How do we picture Flo? She was so particular about her hair and her nails and the way she dressed. And so she always wanted her girls to be the same way. Rhonda talks about how even when Flo had become non-verbal at the end, she would indicate when they needed “to do something with that hair.”
She was proud of Sharon and Ron, Rhonda and Arthur, and Mark and Diane.
She was the loving grandmother of Matthew and Diana and Jeffrey Katz and Lauren. She was a wonderful grandmother. As an example, Flo and Lauren would do facials and make up for hours. She always asked, “What kind of food should I get for you?” She made her own very special brisquitt. She always gave the kids “magic kisses.” Matt posted a beautiful message the other day saying, “Here’s a magic kiss from me to you. Everything’s going to be okay. Watch over me.”
She married Walter in November 1988 and they retired to Pembroke Pines, Florida, Florida. They have been married for 29 years and Walter has been a loving and caring husband. She wrote a thank you note to her kids after the wedding to Walter and she said she was filled to the brim with happiness, that she felt truly blessed, that their acceptance meant the world to her. Walter and Flo traveled and had adventures. They even went parasailing in their 70’s. None of the kids went, but they did. They were even wedding crashers and danced at other people’s weddings. They always went to synagogues on their trips.

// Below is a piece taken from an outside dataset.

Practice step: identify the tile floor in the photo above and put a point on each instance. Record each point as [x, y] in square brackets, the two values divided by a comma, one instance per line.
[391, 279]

Family was everything to her. She became close to Walter’s children and grandchildren and they all became part of her life. Candy and Tim, Steve and Sharon, Larry and Geena, We remember Jerry with affection and mourn with Mary and Joe. There was always Thanksgiving with both the Morgenstein and Seltzer families. Sharon Morgenstein said that before Flo, she had no idea that you could wear jewelry to bed and that you could have every hair in place when you woke up every day.
When Florence moved up to Massachusetts for her care four years later, Walter followed her to the north so that he could see her. When he visited her, she said, “I know you. You’re my husband.”
How will we remember Flo? We will picture her on a cruise, laughing, her hair and her nails and her clothes just right. She was a righteous woman. May she rest in peace. Let us say Amen.